I have watched many Youtube videos on artificial grass installation and the process seems straightforward. However, I haven't seen any of them addressing drainage.
In my case, after we removed the lawn to about 4" depth, we had lots of rain and the water has problem penetrating down the soil. I am concerned about having stagnant water under the artificial grass for an extended time. There is now about 2" of water above the soil for several days (not as much as shown in the picture). Things worth mentioning are

1) I have a few drainage holes but they are located along the border of the patio and would not be centrally located to the grass area.
2) they are about 4" above ground as they were designed for the old lawn. Reducing their height would allow the water to escape quicker, but would it get filled by the base rock fine sand eventually?

What can I do to improve drainage?
Thanks much
Joe


----------



## Utk03analyst

I think you need to add an aggregate base under your artificial turf. You should be able to research putting green drainage for ideals to help. The aggregate will act as one big drain under the turf, you may need to add drainage piping as well. But that's where I would start.

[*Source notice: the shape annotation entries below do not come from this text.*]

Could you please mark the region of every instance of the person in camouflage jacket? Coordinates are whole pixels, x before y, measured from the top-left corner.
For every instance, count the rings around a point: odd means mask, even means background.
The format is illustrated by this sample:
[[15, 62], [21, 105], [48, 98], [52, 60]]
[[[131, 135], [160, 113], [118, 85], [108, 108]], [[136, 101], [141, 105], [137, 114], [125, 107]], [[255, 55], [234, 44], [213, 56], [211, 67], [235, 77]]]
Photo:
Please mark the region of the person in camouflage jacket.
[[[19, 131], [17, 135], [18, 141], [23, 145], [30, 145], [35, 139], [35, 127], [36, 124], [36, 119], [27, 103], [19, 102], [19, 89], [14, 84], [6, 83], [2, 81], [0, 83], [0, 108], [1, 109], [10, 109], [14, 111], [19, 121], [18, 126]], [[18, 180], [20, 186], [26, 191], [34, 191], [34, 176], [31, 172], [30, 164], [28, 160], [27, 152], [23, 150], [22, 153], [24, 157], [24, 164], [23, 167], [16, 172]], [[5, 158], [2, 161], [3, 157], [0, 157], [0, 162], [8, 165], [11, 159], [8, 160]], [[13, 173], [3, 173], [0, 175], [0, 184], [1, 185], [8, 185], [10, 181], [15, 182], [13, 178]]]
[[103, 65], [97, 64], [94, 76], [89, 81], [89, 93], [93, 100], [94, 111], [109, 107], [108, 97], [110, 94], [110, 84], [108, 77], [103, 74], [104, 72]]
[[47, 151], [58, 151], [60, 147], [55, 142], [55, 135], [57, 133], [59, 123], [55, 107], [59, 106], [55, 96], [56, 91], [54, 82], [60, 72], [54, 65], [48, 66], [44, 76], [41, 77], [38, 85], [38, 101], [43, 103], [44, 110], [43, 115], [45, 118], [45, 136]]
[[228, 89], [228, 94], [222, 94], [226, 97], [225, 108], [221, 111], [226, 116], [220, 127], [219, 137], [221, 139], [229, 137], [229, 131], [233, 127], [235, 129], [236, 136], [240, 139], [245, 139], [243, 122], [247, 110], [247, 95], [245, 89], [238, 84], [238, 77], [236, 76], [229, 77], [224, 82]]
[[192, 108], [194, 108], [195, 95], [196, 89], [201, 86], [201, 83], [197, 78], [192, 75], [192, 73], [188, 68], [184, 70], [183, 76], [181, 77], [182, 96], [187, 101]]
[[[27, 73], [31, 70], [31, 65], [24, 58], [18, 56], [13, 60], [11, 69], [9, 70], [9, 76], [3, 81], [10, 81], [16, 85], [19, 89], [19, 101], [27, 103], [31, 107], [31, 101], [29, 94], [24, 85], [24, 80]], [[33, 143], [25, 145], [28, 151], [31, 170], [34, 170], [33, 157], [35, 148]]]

I didn't recognize how slopped my backyard was until I did my reno and my seed kept moving but adding a slope towards the retain wall and a french drain that's properly sloped as well should help collect the water and divert it away from the retaining wall and the patio and allow for proper draining of the turf.


----------



## ocean-front

I watched my neighbor have artificial turf professionally installed, they removed 4-5 inches of sand/dirt from the entire yard.First was 4 inches of crush and run then compacted by machine,2 inches of paver sand and compacted again.Never had any standing water no matter how much rain we get.Keep in mind our soil is 90% sand since we are on the beach.


----------